The Meaningless Stock of Skills

For Yoky Matsuka, childhood was a period of confusion and blur. Growing up in Japan in the 1970’s everything seemed laid out for her in advance. Her parents believed in the importance of sports in her development and pushed her into competitive swimming at a very early age. They also had her take up the piano.

For other children in Japan it may have been comforting to have their lives directed in such a fashion but for Yoky it was painful she was interested in all kinds of subjects particularly maths and science. She liked sports but not swimming she had no idea what she wanted to become or how she could possibly fit into such a regimented word at the age of 11.

She finally asserted herself she had had enough of swimming and wanted to take a tennis. Her parents agreed, this would then begin Yoky’s journey to learning tennis with passion. She would travel long distances outside of Tokyo to learn and would use the travel time to practice maths and science. The travel time would just pass because she was doing what she loved.

In some free moments on the train Yoky would think about her future. Science and sports were her the two great interest in life. In them she could express all the different sides of her character-  her love for competing, working with her hands, moving gracefully, analysing and solving problems.
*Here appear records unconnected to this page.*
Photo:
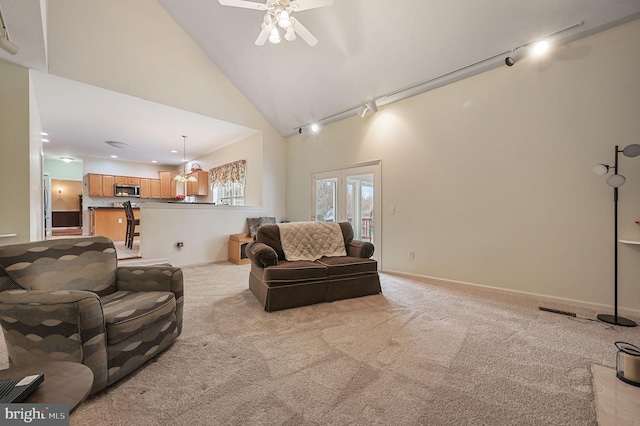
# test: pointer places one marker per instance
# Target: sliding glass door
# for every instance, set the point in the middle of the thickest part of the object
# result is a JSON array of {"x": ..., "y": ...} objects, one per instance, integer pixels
[{"x": 351, "y": 195}]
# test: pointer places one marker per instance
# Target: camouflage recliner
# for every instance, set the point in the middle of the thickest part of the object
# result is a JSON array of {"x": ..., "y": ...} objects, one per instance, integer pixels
[{"x": 67, "y": 300}]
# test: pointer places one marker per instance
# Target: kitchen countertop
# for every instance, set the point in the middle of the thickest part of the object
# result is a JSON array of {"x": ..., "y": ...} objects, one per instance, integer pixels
[{"x": 109, "y": 208}]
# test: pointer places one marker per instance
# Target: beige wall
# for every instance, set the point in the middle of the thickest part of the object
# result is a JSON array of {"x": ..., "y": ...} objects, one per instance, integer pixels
[
  {"x": 15, "y": 172},
  {"x": 65, "y": 195},
  {"x": 491, "y": 177},
  {"x": 137, "y": 49},
  {"x": 149, "y": 56}
]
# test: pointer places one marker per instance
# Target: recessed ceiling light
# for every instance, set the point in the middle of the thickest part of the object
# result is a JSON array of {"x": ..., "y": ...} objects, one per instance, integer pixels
[{"x": 117, "y": 144}]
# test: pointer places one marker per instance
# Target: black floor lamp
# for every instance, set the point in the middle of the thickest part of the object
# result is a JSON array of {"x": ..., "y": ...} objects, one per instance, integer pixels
[{"x": 616, "y": 181}]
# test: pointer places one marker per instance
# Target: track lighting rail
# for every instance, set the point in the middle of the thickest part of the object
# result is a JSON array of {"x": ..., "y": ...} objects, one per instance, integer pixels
[{"x": 413, "y": 89}]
But in Japan you had to choose a career that would generally be quite specialised whatever she chose would require sacrificing her other interest which depressed her to no end. One day she daydreamed about inventing a robot that could play tennis with her. Inventing and playing against such a robot would satisfy all of the different sides of her character but it was only a dream.

Although she had risen through the ranks to become one of the top tennis prospects in Japan she quickly realised this was not to be her future. In practice no one could beat her but in competition she would often freeze up and lose. She also suffered from debilitating injuries.
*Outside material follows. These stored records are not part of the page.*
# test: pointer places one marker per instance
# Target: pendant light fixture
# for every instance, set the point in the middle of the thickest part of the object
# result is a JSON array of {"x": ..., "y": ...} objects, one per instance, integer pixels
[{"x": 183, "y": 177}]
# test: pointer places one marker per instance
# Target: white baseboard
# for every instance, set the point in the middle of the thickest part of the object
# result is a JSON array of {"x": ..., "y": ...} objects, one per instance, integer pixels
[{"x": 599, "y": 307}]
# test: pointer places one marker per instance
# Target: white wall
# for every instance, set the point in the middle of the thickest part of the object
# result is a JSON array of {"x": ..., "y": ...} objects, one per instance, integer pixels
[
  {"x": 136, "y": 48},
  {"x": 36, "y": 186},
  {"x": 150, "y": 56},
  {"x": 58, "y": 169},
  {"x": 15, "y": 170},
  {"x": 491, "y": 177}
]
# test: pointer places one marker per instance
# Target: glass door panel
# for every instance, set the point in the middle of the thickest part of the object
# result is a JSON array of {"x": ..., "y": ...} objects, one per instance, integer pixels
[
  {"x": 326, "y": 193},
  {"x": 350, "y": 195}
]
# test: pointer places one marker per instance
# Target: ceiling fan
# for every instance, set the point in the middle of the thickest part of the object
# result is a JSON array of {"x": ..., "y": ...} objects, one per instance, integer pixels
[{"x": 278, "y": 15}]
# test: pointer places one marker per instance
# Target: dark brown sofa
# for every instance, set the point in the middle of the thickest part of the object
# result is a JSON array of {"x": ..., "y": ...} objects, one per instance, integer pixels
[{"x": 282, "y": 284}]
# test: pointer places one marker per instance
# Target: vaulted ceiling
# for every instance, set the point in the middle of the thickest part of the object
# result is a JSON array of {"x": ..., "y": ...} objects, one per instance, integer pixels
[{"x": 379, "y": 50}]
She realised she would have to focus on academics and not on sports. After attending a tennis academy in Florida. She convinced her parents to let her stay in the States and apply for University of California at Berkeley.

She could not decide a major, nothing seem to quite fit her wide-ranging interests for lack of anything better she took electrical engineering. One day she confided to her professor in her department about her youthful dream to build a robot to play tennis with her. it was surprising that the professor did not laugh but instead invited her to join his graduate lab of Robotics.

There she showed up so much promise that she was later be admitted to graduate school at MIT where she joined the artificial intelligence lab of robotics pioneer – Rodney Brooks. They were developing a robot with artificial intelligence and Yoky volunteered to design the hands and arms of the robot. Her design dazzled Brooks and she finally could do something that catered to all her interests. Although this was not sports, she would be working with here hands to design the hand.

What is intriguing about this story is the Yoky’s ability to spot opportunities for progression. We work incessantly on skills but then stare at the wall thinking how do we apply those skills. We are good at looking at a single skill and see the oppurtunity with it but not with multiple skills.

The opportunity to put the skill you have in to action is not as obvious as we think but It is that skill which makes you unique. Let’s you choose a path untravelled.

In my work in storytelling, my bigger role is helping people spot the opportunity to storytell versus teach how to storytell.

The meaningless stock of skills serves no purpose.